Hido said high school instructors spotted his talent for photography and encouraged him to pursue the field. After a brief academic stint in Pittsburgh, he entered the joint bachelor of fine arts program offered by Tufts University and the School of the Museum of Fine Arts, Boston, from which he graduated in 1991. He followed up in 1996 with a master of fine arts degree from the California College of Arts in Oakland.

Hido said he loves the ever-changing light and weather of the Bay Area, some of which reminds him of Ohio. In fact, numerous images in the show at the Transformer Station were taken on foggy days in and around Oakland. Others were taken during Hido's annual Christmas pilgrimage home to Streetsboro, where his parents now live.

Hido describes his relationships with his father, and his mother, Mary, as happy now and says that the winter trips to Northeast Ohio are a highlight of the year for him.
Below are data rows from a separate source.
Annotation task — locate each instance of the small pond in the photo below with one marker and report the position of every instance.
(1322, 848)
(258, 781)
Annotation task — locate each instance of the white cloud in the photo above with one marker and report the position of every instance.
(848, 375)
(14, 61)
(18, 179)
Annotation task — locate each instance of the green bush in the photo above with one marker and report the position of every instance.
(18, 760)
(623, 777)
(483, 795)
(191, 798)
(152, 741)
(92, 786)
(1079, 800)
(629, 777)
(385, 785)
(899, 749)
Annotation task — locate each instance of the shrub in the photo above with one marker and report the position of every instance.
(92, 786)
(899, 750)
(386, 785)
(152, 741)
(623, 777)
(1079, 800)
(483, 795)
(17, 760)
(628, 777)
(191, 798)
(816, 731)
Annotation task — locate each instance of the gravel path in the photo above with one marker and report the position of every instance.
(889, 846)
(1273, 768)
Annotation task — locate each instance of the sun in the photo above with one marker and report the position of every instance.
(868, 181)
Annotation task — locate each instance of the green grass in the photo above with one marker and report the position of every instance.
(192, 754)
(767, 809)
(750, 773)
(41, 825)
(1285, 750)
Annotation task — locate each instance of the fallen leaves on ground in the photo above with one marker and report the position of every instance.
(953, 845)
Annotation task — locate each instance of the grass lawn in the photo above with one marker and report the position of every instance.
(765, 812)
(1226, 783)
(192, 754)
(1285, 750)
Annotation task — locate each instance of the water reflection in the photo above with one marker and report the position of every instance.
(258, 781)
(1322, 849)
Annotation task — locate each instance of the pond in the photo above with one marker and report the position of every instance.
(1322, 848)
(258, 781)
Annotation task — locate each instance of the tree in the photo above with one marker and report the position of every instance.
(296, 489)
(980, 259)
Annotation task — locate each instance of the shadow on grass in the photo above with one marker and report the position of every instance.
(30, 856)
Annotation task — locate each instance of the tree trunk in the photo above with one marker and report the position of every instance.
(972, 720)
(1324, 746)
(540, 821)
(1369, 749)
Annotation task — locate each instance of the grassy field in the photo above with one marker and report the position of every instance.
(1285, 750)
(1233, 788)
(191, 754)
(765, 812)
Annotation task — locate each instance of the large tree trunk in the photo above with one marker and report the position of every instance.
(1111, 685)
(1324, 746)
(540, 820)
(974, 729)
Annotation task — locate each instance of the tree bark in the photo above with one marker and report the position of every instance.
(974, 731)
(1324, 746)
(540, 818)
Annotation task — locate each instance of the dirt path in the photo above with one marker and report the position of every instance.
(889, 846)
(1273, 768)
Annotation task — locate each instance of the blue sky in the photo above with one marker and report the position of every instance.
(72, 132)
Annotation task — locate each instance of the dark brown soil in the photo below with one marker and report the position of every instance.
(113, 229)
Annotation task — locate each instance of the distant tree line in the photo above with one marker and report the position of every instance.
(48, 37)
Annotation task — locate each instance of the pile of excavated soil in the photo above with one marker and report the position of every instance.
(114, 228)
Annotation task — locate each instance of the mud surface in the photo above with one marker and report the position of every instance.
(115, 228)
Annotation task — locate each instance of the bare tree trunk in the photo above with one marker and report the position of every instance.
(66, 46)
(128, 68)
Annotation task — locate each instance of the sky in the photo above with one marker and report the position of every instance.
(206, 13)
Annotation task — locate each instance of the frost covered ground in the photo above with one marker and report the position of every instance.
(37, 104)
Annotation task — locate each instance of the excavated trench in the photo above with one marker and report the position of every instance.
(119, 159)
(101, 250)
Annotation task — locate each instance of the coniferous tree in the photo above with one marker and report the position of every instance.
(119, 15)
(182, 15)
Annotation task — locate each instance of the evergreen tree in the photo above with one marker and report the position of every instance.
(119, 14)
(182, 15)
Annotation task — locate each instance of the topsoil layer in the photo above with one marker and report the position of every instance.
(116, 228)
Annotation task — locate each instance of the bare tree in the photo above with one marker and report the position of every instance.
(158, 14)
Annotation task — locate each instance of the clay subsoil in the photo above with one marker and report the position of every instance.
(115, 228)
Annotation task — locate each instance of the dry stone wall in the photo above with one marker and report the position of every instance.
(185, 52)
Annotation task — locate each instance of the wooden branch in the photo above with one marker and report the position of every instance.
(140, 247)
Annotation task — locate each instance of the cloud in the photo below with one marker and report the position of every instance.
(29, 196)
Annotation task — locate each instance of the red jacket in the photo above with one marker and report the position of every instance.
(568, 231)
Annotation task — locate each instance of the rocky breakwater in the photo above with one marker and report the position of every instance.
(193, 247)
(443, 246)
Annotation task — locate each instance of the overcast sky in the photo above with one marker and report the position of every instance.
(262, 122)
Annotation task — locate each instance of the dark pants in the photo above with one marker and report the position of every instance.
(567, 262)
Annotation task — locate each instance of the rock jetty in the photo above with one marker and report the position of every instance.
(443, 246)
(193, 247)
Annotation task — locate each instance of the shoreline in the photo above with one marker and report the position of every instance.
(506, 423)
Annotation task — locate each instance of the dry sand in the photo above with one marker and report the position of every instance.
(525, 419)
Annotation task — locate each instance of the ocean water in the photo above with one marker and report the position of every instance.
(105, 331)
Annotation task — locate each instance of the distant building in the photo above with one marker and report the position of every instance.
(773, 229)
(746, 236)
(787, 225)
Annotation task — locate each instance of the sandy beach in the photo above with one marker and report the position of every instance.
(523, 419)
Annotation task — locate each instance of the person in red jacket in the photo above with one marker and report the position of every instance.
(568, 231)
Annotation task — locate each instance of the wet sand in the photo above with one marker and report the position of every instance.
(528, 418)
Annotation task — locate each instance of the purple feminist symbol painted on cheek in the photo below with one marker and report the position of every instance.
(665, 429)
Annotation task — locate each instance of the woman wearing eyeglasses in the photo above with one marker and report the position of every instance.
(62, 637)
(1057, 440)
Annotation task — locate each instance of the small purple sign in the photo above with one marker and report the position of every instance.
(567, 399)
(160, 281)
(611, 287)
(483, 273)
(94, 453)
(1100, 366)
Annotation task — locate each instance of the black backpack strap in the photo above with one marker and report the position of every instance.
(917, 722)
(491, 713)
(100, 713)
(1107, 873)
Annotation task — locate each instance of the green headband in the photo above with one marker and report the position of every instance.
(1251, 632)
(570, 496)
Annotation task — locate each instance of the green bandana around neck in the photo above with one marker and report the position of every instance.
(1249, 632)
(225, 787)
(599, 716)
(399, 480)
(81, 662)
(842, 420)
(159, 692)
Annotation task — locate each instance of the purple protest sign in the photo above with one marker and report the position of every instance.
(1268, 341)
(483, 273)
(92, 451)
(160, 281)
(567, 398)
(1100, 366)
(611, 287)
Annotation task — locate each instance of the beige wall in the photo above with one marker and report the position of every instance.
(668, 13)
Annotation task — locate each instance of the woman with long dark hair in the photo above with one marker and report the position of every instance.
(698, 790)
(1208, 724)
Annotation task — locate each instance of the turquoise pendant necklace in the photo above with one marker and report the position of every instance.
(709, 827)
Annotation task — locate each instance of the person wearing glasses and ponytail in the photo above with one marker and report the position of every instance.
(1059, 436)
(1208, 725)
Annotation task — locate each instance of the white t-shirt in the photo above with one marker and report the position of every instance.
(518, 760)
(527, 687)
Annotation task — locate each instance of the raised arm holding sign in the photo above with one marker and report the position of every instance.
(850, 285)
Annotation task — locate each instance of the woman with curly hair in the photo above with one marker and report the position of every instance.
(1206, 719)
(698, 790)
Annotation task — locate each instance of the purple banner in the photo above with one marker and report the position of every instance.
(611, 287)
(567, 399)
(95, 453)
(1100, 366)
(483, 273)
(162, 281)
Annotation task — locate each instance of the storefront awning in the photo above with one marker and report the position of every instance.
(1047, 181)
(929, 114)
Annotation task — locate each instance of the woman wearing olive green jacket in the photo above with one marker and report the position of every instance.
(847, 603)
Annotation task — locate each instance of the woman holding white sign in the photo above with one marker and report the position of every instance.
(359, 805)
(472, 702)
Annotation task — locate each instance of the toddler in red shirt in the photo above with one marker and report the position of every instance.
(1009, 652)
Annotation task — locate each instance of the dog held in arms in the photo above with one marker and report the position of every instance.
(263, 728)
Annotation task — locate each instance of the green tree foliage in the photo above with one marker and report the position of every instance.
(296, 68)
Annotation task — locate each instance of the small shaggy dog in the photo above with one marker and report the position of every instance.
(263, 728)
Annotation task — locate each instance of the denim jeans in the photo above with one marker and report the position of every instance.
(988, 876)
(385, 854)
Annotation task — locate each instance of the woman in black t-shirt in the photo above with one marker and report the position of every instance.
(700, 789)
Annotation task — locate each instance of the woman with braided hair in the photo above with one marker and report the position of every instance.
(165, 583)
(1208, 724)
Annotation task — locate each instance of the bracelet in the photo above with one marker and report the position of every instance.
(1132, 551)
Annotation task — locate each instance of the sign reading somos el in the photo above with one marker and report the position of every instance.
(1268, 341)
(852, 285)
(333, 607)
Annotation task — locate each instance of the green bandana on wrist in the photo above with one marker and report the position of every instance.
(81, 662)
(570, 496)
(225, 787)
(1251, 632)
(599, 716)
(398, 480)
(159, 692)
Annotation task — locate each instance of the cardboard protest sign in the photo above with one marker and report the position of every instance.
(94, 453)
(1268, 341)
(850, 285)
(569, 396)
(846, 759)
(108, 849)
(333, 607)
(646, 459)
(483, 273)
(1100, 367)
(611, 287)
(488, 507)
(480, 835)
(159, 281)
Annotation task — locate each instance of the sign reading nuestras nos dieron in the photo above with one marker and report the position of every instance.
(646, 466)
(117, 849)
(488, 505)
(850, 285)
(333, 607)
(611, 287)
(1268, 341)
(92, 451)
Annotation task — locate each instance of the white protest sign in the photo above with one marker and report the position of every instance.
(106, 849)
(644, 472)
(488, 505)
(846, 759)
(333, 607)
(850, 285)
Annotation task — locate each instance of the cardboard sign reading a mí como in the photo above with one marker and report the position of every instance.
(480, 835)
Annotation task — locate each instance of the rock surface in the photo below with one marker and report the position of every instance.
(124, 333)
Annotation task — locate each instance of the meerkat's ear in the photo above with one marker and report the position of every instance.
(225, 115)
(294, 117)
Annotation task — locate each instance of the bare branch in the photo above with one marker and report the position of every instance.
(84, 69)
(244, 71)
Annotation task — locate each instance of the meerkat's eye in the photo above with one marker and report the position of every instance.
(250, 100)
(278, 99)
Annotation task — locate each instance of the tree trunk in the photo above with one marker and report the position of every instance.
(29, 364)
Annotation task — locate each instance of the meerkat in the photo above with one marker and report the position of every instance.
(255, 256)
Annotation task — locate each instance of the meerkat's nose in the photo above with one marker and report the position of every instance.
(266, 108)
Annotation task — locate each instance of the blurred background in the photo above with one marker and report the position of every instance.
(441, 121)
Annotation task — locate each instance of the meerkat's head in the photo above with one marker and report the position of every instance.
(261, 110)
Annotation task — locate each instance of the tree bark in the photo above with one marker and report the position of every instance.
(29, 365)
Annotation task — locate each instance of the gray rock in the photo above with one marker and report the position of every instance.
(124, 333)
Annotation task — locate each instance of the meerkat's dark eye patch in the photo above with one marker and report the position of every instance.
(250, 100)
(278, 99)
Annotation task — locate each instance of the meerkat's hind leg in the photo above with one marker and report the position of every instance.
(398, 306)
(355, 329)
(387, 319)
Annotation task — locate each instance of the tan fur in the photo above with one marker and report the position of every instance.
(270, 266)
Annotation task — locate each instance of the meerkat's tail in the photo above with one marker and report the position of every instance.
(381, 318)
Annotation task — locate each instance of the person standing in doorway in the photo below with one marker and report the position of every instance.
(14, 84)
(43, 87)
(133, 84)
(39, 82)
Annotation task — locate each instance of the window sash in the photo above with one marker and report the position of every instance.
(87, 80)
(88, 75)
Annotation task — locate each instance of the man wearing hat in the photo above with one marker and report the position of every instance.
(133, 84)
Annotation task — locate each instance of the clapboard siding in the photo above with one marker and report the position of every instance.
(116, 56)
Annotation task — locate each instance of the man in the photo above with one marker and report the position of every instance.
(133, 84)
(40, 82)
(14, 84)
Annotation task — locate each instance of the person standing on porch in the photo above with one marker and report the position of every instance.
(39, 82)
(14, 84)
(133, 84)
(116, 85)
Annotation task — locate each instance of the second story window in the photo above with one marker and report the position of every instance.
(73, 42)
It was during those visits a few years ago that he started photographing solitary houses in the region; expanding on a visual theme he had made a cornerstone of his work starting in the early 1990s.

It was also during the annual visits home that he met the Bidwells, who became captivated by his work and offered him the $100,000 grant two years ago.

Others may see gloom and despair in Hido's wintry shots of Northeast Ohio, but that's not what he feels when he takes the pictures.
"I'm very happy driving around in wintertime taking pictures," he said. "It's fantastic. It makes me super happy. To drive around in a snowstorm or drive around in the rain or being in a super foggy scene at night. . . . I love that stuff."